Mike Comrie had it all. He achieved the Canadian dream, playing in the National Hockey League, in his home town to boot. Not that he needed the money. He is an heir to the Brick furniture empire. Oh, and he married Hilary Duff.
But after a third hip surgery in five years, including a completely new hip joint, Mike Comrie had to hang up his skates for good. After 10 seasons and 589 games, most notably the Oilers in his native Edmonton, Comrie could no longer play the game he loved.
“I look back and I’m happy to have played 10 years in the NHL ... I’d like to have played more games healthy, for sure,” Comrie told Jim Mathieson of the Edmonton Sun.
Playing in his hometown was a career highlight.
“But I got to start things off in my hometown with my family and my friends in attendance. The first game was December 30, 2000, signed right out of junior (Kootenay Ice of the Western Hockey League), the game was on Hockey Night in Canada against the Montreal Canadiens. I hadn’t even had one practice with the Oilers, everything happened so fast. I didn’t have time to be nervous."
More of a shooter than a playmaker, this centerman was never the fastest or strongest or most accurate shooter. But he was a dandy of a stickhandler who had great offensive instincts. He knew where to be and when to jump into holes.
“He was a gifted player, very creative, he brought something new every game. Really good hands. He could stickhandle in a phone booth,” said Smyth. “He had a knack for the pucks around the net and was determined to get them.
Comrie played the first 192 games of his NHL career with the Oilers before he was dealt to the Philadelphia Flyers in 2003 over a contract dispute with then general manager Kevin Lowe. The Oilers received forwards Rob Schremp and Danny Syvret and defenceman Jeff Woywitka in return.
His stint in Philly was short, as was his next stop in Phoenix. The Ottawa Senators acquired him in 2006-07, and he contributed nicely to their march to the Stanley Cup Finals.
Comrie then moved on to the New York Islanders before a brief return to Ottawa. In 2009-10 he opted to come home again, playing with the Oilers after a rather acrimonious departure 6 years prior. Despite a long bout with mononucleosis, Comrie chipped in nicely with 13 goals in 43 games.

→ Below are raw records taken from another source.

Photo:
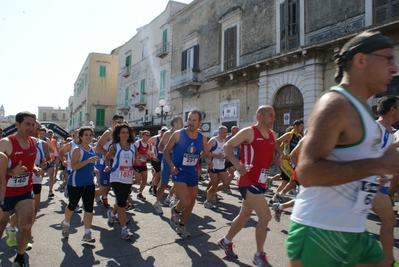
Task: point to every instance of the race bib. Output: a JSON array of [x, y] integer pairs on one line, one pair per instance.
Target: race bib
[[189, 160], [365, 196], [263, 176], [125, 172], [18, 181]]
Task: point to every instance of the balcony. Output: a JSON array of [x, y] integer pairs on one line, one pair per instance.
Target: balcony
[[162, 49], [126, 71], [186, 82]]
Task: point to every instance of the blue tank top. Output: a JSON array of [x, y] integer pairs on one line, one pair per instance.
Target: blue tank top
[[85, 175], [186, 151]]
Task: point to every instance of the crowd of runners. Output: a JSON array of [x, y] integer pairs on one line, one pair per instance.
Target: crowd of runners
[[345, 165]]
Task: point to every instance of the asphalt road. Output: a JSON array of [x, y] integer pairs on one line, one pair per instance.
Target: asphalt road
[[154, 242]]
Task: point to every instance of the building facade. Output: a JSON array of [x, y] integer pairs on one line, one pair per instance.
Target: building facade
[[144, 71], [94, 96]]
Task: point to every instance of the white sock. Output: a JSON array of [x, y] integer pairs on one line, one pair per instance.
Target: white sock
[[226, 240]]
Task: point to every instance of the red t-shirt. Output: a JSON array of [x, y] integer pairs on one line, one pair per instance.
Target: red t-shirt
[[19, 185], [260, 154]]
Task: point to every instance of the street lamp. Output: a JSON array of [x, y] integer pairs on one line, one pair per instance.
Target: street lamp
[[162, 111]]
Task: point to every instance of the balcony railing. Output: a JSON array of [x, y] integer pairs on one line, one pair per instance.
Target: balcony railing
[[186, 76], [162, 49]]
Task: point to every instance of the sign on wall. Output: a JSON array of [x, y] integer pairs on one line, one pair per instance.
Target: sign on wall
[[286, 119]]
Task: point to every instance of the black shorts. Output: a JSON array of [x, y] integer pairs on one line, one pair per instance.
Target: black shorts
[[156, 165], [228, 164], [37, 189]]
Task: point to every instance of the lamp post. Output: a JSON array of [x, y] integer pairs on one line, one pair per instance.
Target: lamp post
[[162, 110]]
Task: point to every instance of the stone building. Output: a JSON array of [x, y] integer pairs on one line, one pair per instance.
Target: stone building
[[144, 71], [230, 56], [94, 93]]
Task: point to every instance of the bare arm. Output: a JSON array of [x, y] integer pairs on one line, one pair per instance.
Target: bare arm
[[335, 122], [76, 164], [164, 140]]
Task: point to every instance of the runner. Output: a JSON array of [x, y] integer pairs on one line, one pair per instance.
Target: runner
[[187, 145], [81, 183], [218, 172], [102, 147], [177, 124], [140, 167], [258, 144], [341, 162], [21, 151], [123, 154]]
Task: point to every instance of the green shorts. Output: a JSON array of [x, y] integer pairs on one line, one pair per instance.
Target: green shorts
[[315, 247]]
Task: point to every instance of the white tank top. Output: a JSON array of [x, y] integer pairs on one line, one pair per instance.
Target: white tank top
[[218, 164], [343, 207], [122, 168]]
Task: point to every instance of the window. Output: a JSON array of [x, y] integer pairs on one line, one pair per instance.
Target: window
[[230, 48], [144, 51], [289, 24], [100, 117], [103, 71], [162, 84], [190, 58], [165, 40], [142, 91], [385, 9], [126, 97]]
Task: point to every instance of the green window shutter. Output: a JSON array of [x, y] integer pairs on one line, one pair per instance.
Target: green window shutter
[[100, 117], [103, 70], [142, 91], [126, 97], [162, 84]]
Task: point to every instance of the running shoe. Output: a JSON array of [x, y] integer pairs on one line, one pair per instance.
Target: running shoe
[[11, 238], [78, 209], [166, 202], [141, 197], [261, 260], [228, 248], [61, 188], [126, 234], [19, 263], [104, 200], [111, 218], [158, 207], [182, 232], [277, 212], [208, 205], [88, 238], [129, 206], [65, 229], [174, 218]]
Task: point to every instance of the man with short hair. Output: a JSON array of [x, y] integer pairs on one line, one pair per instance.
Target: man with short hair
[[341, 162], [258, 144], [187, 145], [102, 147], [21, 151]]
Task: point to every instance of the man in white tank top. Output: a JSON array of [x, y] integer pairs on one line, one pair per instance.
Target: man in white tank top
[[341, 162]]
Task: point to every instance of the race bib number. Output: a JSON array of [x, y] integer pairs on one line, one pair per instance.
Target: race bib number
[[263, 176], [18, 181], [190, 160], [365, 197], [125, 172]]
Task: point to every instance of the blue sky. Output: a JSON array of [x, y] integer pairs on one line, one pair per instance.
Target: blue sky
[[44, 43]]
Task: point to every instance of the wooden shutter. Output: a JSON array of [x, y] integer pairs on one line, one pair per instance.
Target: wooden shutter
[[184, 60], [230, 48], [196, 56]]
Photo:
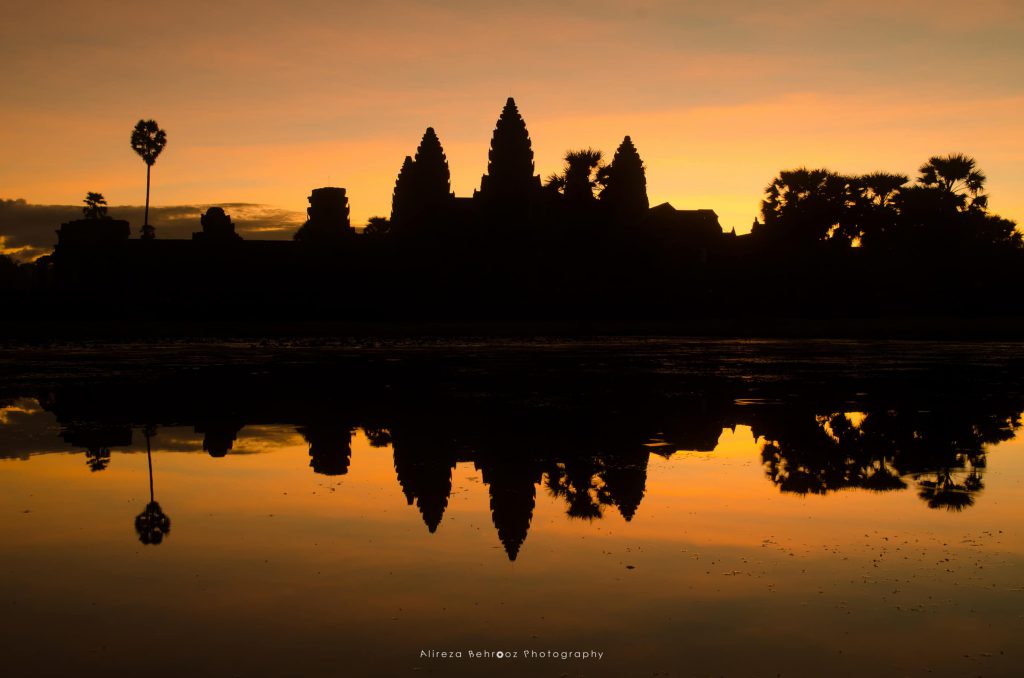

Comrie ended his career with the Pittsburgh Penguins in 2010-11, hoping against hope that he could find a lucky and healthy break and play along side either Sidney Crosby or Evgeny Malkin. But it was just not meant to be.
“I scored a goal on my very last shift in my last game,” said Comrie, who was limited to 21 games — he had one goal and five assists.
Comrie was a decent offensive player, scoring 20 or more goals a season — including 33 with the Oilers in 2001-02 — five times. He had 168 goals and 197 assists in 589 regular-season NHL games. He was also on Team Canada's gold medal winning team at the World Championships in Finland in 2003.